Bah! si messieurs les corbeaux se montrèrent, sinon inquiets, du
moins étonnés les deux premiers jours, le troisième, ils n'y prirent
plus garde, et P'tit-Bonhomme les vit se poser tranquillement sur le
mannequin, dont la crécelle ne pouvait lutter avec leurs croassements.
«Décidément, pensa-t-il, tout n'est pas parfait en ce bas monde!»
A part ces quelques ennuis, les choses marchaient à la ferme.
P'tit-Bonhomme y était aussi heureux que possible. Pendant les longues
soirées de cet hiver il avait fait des progrès sérieux en écriture et
en calcul. Et, maintenant, lorsqu'il rentrait à la fin du jour, il
mettait en ordre sa comptabilité. Elle comprenait, avec les œufs des
poules, les poussins du poulailler inscrits à la date de leur naissance
et numérotés suivant leur espèce. Il en était de même des porcelets
et des lapins, qui forment des familles nombreuses en Irlande comme
ailleurs. Ce n'était pas là une mince besogne pour le jeune comptable.
Aussi lui en savait-on gré. Il témoignait d'un esprit si ordonné qu'on
l'y encourageait.
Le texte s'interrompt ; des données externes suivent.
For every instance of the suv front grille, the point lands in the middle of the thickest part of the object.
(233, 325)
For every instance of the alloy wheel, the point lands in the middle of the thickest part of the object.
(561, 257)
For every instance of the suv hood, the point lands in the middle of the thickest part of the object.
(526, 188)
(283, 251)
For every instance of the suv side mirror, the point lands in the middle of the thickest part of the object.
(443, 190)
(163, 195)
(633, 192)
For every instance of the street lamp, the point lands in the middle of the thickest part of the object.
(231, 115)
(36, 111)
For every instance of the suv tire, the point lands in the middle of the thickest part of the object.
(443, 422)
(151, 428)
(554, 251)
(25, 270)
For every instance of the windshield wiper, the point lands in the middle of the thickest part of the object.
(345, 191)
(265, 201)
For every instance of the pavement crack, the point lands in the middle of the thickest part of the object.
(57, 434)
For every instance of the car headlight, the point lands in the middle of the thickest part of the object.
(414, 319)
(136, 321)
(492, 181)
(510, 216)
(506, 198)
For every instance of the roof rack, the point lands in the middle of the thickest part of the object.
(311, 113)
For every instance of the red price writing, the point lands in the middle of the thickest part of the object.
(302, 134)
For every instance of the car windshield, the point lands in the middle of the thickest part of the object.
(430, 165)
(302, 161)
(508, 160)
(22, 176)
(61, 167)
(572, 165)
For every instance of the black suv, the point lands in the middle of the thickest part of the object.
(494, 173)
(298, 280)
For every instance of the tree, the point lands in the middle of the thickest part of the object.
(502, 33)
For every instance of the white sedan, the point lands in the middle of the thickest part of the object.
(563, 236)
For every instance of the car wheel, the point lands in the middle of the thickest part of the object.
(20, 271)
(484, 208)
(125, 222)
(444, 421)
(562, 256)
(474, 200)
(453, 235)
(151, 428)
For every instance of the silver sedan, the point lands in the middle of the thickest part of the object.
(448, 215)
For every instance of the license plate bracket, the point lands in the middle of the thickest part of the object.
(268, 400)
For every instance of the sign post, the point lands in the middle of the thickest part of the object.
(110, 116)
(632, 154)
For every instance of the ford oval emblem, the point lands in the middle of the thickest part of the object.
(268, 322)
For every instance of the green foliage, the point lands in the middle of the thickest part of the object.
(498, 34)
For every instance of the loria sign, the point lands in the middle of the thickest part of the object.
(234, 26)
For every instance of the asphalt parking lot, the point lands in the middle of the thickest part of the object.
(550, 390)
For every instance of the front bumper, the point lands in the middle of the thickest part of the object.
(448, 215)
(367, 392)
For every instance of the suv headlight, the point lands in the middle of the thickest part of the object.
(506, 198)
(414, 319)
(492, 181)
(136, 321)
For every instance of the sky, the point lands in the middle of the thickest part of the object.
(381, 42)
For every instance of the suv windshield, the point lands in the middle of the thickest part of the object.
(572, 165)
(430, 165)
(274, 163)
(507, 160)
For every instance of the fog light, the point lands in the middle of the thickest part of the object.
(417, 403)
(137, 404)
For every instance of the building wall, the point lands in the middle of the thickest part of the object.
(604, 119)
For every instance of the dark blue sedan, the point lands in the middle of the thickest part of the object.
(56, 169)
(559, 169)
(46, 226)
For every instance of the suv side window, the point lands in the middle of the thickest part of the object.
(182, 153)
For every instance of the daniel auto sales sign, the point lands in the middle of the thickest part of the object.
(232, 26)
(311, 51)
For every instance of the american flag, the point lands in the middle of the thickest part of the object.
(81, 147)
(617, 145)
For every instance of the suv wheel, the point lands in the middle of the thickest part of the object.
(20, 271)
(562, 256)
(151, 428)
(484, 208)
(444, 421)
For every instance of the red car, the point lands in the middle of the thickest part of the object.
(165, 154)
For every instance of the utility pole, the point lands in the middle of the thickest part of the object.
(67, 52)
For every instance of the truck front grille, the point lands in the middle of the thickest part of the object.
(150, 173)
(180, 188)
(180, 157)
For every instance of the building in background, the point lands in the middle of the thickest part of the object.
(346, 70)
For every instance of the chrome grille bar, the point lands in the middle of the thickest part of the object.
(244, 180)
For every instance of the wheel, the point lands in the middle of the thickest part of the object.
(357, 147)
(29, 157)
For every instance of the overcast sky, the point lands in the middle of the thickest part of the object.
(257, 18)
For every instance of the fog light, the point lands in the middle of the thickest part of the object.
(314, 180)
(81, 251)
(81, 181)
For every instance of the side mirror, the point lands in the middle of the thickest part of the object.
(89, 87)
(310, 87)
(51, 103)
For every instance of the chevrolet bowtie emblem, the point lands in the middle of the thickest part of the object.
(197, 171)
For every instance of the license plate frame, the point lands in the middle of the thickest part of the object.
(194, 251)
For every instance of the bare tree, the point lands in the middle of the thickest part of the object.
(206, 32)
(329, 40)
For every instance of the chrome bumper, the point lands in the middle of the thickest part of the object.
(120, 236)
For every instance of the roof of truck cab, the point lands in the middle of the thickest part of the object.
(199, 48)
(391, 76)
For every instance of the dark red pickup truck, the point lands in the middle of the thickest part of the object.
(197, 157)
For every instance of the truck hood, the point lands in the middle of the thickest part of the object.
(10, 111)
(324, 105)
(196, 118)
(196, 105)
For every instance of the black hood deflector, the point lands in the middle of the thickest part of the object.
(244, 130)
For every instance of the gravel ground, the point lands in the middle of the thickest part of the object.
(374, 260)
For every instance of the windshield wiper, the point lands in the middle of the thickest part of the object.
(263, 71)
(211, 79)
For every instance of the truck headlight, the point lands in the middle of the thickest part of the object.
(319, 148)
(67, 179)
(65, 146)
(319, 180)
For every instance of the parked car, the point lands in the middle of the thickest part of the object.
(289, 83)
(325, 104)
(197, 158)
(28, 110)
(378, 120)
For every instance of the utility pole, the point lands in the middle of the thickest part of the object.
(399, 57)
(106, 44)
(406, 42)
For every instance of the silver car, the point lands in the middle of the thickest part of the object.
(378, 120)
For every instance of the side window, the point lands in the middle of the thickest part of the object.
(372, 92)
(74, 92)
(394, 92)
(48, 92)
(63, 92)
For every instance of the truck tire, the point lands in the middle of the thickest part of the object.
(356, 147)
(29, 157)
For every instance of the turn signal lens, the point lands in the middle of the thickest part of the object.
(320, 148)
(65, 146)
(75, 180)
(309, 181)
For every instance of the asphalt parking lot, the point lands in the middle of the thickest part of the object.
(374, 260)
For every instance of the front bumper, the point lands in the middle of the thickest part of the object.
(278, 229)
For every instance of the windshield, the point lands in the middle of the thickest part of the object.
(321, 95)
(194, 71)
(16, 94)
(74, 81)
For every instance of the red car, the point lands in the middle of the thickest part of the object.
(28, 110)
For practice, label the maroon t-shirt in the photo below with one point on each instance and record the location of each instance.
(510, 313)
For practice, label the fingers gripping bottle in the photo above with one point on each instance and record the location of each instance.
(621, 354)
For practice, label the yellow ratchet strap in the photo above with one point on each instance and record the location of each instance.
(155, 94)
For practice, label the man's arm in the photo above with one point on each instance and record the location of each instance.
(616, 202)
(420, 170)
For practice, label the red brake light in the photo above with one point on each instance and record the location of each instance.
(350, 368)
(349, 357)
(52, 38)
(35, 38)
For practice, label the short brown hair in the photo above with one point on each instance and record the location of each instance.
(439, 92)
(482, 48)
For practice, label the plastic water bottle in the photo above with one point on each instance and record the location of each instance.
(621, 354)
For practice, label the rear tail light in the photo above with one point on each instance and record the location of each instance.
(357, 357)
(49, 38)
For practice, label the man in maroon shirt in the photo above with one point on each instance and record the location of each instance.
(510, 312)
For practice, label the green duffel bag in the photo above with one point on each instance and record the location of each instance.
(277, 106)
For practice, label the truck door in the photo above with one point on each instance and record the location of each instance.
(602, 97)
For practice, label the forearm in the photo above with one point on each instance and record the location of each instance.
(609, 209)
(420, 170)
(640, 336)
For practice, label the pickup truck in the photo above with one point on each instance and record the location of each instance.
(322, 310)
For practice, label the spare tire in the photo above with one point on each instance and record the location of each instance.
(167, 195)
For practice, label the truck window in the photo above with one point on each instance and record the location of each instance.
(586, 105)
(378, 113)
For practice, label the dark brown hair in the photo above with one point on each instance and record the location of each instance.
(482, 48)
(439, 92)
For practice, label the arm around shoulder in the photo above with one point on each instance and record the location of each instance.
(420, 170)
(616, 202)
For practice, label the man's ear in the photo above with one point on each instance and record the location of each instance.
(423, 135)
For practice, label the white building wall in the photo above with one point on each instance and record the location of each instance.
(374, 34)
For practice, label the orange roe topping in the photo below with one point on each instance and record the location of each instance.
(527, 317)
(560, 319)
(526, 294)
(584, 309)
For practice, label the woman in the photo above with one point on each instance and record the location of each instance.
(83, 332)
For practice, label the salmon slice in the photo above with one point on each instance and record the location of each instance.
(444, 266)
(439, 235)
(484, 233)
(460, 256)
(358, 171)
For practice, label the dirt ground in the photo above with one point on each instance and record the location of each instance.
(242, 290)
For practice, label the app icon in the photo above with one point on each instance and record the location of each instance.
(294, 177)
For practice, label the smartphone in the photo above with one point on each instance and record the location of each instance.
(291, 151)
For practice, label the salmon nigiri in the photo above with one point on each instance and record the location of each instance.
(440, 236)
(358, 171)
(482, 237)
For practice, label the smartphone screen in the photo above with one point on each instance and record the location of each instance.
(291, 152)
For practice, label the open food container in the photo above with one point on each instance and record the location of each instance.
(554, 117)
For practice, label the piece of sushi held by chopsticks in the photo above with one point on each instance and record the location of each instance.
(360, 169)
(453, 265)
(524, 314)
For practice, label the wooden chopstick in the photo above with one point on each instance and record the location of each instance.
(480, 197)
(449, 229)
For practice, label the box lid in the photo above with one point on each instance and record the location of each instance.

Et, chaque soir, M. Martin lui remettait le caillou
convenu qu'il glissait dans son pot de grès. Ces cailloux-là avaient à
ses yeux autant de valeur que des shillings. Après tout, la monnaie,
ce n'est qu'une affaire de convention. En outre, le pot contenait
aussi la belle guinée d'or que lui avait valu son début au théâtre de
Limerick, et dont, par on ne sait quelle réserve, il n'avait point
parlé à la ferme. Au surplus, faute d'en avoir l'emploi puisqu'il ne
manquait de rien, il lui attribuait un moindre prix qu'à ses petites
pierres, lesquelles attestaient son zèle et sa parfaite conduite.
La saison ayant été favorable, on fit les préparatifs pour les travaux
de fenaison dès la dernière semaine de juillet. Bonne apparence de
récolte. Tout le personnel de la ferme dut être mis en réquisition.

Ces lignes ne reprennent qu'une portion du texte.